Am 25. Februar 1713 starb Friedrich I., und Friedrich Wilhelm I. übernahm die Regierung. Er hatte in letzter Zeit bereits für seinen erkrankten Vater die Regierungsgeschäfte geführt und war daher über die Zustände in Ostpreußen gut unterrichtet. Seine ganze Tatkraft setzte der König ein, um dieses durch Notzeiten verödete Land neu aufzubauen und zu besiedeln. Es ist das Werk Friedrich Wilhelms I., aus Ostpreußen und aus unserer engeren Heimat Gumbinnen ein blühendes und ertragreiches Land gemacht zu haben. Im November 1713, wenige Monate nach seinem Regierungsantritt, besuchte er Ostpreußen und wohnte während des Aufenthalts in Insterburg im Burgschloss. Von dort aus besuchte der König den ganzen durch die Pest in Mitleidenschaft gezogenen Gumbinner Bezirk. Er traf an Ort und Stelle Anordnungen, leitete Maßnahmen ein, entschied über Neuansetzung von Siedlern und gab Richtlinien für die Förderung des Wirtschaftslebens. Auch Misserfolge konnten den König nicht von seinen Bemühungen abhalten, Ostpreußen zu helfen. Er äußerte: „Indessen gehe nit von mein Dessin ab, es komme, was wolle; es soll mir nichts abhalten als der Tott und die Pest."

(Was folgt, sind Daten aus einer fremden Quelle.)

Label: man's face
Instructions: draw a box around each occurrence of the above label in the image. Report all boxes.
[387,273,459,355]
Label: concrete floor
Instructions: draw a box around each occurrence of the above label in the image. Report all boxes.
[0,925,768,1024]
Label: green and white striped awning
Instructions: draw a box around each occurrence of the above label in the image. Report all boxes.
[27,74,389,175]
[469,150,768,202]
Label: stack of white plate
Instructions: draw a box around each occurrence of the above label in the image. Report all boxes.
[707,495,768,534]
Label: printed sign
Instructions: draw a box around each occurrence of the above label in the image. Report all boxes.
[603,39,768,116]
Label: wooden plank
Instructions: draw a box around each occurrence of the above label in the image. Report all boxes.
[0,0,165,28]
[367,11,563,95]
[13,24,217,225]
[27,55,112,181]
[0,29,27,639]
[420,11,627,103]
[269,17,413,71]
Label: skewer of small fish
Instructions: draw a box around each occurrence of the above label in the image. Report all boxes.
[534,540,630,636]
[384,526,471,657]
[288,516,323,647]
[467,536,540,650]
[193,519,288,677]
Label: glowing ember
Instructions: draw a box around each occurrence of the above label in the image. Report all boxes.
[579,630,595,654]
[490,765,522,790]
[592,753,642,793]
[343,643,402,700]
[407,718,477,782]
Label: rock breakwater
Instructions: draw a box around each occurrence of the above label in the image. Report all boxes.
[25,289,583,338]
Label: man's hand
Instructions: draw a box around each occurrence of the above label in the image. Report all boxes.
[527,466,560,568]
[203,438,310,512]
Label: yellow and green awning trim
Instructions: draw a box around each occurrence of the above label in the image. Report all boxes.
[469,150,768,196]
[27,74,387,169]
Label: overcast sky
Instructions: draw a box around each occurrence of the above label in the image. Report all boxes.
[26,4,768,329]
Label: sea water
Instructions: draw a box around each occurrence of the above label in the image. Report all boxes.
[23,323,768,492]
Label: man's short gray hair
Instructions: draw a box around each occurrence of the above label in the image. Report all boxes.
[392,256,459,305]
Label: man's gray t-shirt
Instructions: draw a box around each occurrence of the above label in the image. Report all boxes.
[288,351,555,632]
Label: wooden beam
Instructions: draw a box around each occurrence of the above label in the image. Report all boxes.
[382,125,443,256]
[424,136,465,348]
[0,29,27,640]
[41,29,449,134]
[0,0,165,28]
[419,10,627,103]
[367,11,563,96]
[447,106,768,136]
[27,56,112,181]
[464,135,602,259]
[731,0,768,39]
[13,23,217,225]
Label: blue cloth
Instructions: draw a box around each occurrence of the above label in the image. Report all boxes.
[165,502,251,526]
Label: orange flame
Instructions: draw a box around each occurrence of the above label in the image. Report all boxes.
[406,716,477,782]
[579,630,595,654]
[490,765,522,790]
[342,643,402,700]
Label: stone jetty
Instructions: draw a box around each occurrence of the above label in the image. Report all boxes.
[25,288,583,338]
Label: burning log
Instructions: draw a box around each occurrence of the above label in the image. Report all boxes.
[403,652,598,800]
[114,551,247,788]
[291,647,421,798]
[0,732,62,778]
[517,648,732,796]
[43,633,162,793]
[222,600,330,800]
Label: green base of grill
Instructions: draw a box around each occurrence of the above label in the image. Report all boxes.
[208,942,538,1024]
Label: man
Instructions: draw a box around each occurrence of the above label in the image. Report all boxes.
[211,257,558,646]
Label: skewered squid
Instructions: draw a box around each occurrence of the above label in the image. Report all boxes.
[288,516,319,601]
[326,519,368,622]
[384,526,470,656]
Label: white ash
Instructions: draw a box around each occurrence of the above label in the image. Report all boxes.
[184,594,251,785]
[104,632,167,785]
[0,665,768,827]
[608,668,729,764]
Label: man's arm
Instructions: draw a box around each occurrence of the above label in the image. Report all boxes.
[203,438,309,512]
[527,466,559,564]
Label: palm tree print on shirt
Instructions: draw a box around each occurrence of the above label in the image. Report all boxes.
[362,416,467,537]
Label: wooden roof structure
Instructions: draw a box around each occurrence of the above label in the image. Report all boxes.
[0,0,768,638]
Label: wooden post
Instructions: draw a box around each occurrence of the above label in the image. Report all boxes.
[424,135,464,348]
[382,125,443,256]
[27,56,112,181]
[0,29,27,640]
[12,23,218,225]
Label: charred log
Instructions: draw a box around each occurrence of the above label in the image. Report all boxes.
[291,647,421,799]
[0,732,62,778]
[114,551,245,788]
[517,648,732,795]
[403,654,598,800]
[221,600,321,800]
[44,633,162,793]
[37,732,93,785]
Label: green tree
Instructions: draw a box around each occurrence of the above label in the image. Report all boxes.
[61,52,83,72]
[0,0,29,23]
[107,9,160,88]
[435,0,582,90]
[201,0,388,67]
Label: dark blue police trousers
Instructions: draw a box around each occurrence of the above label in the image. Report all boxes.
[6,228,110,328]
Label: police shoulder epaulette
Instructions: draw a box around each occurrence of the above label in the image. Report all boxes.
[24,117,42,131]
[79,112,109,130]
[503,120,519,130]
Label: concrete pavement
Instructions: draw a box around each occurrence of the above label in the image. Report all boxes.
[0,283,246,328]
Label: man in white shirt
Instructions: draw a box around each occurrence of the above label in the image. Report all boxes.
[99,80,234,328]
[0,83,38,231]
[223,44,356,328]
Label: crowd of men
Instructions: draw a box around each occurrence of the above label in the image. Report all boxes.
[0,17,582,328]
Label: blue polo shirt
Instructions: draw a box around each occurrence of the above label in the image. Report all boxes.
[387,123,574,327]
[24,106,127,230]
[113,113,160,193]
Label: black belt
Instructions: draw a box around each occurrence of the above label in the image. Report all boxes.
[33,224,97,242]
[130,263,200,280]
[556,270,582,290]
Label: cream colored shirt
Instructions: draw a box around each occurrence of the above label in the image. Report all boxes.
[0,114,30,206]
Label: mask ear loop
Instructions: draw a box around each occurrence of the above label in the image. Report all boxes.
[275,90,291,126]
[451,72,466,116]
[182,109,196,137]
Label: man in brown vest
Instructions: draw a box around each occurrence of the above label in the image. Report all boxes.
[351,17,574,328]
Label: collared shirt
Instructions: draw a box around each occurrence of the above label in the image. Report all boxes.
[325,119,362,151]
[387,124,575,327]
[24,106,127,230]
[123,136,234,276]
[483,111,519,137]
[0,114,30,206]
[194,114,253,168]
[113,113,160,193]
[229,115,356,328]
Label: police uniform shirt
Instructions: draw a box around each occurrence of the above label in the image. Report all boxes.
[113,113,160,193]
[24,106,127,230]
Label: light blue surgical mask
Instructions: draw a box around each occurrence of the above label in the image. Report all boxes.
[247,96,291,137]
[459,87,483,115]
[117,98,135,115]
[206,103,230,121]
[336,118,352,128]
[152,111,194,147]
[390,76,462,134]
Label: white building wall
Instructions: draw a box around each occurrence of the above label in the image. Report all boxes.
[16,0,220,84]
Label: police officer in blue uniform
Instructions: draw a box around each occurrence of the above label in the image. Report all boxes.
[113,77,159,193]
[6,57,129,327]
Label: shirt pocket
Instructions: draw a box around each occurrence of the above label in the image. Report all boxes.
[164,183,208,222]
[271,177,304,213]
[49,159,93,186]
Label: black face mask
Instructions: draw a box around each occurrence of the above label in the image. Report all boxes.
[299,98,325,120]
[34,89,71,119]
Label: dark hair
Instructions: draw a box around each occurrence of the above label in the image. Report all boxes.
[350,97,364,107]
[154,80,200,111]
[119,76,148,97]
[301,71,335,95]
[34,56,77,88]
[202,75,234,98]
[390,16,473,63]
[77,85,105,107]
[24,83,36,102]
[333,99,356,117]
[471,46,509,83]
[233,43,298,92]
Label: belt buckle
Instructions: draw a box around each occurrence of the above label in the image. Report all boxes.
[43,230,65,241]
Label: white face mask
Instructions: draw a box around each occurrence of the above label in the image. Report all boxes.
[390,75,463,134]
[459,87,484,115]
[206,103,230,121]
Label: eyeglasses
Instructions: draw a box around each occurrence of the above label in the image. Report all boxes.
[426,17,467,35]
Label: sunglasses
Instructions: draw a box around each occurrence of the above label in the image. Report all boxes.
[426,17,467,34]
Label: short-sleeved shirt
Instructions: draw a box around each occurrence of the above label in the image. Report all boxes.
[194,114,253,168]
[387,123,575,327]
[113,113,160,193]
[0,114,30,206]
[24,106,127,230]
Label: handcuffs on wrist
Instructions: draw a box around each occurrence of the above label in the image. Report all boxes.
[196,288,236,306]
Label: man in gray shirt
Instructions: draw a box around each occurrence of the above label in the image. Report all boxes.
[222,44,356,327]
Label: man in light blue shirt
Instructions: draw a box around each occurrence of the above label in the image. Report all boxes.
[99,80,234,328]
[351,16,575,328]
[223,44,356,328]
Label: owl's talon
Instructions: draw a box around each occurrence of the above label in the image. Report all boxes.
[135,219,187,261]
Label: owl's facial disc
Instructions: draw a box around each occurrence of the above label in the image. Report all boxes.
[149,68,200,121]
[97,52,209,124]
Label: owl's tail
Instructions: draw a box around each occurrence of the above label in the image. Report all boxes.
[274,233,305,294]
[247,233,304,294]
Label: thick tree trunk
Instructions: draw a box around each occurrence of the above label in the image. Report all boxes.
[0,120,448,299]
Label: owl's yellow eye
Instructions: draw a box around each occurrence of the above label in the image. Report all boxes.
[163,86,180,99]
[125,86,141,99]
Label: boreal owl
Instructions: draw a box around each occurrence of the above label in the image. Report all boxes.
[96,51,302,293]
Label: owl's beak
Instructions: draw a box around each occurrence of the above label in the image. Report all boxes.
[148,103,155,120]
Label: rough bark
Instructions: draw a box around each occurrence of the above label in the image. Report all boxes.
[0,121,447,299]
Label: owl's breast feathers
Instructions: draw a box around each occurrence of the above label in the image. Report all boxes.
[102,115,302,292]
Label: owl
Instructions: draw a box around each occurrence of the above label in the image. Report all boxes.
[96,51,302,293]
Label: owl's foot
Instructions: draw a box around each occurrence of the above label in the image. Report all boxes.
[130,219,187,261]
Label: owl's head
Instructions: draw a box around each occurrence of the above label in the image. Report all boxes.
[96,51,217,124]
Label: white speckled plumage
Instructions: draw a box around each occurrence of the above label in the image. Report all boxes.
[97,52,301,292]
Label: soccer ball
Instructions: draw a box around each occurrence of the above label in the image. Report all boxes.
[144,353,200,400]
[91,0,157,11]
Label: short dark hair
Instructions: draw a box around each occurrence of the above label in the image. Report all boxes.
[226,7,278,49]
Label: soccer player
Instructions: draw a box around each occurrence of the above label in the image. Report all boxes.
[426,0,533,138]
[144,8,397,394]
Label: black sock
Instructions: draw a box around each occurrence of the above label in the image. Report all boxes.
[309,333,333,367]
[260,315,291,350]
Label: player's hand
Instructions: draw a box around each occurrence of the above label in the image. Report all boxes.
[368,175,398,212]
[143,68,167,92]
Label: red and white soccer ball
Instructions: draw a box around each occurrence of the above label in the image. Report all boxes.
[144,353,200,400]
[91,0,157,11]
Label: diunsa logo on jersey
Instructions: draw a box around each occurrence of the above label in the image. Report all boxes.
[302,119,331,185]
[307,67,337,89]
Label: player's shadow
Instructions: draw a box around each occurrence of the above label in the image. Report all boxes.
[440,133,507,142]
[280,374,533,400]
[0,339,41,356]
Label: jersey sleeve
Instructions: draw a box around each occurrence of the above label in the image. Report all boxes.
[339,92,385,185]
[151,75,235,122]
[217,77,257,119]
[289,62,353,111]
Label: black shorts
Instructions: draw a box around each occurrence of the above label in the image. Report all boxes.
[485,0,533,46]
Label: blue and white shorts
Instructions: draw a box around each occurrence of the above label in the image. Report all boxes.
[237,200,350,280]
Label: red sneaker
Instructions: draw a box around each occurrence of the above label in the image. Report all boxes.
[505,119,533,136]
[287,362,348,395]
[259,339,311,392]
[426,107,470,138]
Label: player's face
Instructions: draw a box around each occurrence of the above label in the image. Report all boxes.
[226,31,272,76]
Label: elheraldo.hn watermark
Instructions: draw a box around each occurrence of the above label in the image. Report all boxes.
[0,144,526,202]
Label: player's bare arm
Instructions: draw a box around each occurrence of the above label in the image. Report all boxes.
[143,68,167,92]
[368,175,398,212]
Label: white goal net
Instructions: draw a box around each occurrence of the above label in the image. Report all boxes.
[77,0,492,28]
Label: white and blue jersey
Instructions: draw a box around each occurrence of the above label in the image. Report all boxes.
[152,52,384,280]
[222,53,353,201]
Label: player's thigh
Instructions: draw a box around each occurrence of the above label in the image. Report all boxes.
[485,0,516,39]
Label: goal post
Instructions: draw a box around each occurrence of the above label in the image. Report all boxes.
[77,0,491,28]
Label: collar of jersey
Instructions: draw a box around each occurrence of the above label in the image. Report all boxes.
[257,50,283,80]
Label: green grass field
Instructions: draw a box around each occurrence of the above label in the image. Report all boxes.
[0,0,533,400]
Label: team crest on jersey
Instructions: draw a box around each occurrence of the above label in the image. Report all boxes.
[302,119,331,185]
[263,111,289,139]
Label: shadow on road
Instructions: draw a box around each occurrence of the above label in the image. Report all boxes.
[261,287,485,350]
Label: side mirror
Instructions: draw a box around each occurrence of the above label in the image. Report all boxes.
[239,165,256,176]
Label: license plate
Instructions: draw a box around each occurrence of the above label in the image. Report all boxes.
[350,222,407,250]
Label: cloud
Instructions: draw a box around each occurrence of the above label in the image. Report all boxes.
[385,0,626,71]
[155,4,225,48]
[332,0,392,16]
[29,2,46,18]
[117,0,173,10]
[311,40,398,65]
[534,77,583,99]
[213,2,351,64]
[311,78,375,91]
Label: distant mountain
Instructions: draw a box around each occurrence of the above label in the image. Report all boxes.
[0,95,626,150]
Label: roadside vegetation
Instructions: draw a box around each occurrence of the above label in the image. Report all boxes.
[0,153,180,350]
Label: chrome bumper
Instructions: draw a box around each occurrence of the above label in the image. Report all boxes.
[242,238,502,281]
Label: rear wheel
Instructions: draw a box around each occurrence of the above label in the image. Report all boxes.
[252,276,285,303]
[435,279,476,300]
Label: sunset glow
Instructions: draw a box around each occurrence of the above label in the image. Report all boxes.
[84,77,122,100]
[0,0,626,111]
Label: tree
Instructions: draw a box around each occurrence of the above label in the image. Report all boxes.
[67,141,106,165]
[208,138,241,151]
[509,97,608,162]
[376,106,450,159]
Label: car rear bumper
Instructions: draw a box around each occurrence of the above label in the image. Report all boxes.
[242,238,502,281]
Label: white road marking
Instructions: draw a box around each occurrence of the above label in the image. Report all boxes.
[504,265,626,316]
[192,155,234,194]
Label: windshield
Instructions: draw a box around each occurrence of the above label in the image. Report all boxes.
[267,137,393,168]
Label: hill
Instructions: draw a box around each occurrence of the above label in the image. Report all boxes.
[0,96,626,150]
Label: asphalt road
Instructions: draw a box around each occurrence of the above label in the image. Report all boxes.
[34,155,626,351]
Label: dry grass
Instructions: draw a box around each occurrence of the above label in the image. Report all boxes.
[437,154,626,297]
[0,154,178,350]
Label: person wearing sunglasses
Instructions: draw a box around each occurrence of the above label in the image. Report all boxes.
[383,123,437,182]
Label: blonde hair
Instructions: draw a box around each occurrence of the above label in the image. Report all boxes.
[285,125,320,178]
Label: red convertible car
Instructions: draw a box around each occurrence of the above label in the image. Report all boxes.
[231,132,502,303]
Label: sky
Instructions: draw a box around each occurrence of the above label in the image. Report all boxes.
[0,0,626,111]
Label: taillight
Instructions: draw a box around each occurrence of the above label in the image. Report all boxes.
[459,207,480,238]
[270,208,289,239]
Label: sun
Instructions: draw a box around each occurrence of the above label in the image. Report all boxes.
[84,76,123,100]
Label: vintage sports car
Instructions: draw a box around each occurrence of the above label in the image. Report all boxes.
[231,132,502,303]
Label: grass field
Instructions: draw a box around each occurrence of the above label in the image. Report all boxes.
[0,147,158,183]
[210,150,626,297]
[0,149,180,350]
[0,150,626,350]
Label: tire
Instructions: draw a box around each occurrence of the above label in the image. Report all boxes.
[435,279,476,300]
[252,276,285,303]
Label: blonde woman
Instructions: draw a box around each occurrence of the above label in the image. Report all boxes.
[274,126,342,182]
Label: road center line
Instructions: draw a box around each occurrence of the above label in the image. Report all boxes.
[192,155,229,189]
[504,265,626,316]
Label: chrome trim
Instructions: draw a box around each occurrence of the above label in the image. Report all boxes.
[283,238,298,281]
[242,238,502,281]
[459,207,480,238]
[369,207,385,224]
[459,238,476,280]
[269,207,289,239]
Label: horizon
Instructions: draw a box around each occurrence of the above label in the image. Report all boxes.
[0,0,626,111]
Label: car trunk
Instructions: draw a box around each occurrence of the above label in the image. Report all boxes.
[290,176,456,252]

Im Jahre 1721 kam der König wieder in den Bezirk Gumbinnen. Dabei überzeugte er sich von dem guten Fortschritt in der Besiedlung des flachen Landes, stellte aber zugleich fest, dass es hier noch erheblich an Leuten mangelte und dass zur Erleichterung und Belebung des Warenaustausches Märkte und somit Städte fehlten. Schon am 24. Juli 1721 richtete er an den Kommissariatspräsidenten Graf zu Waldburg-Truschseß ein Kabinettsschreiben, das grundlegend für die fernere Entwicklung des so stark von der Pest betroffenen Gumbinner Bezirks anzusehen ist.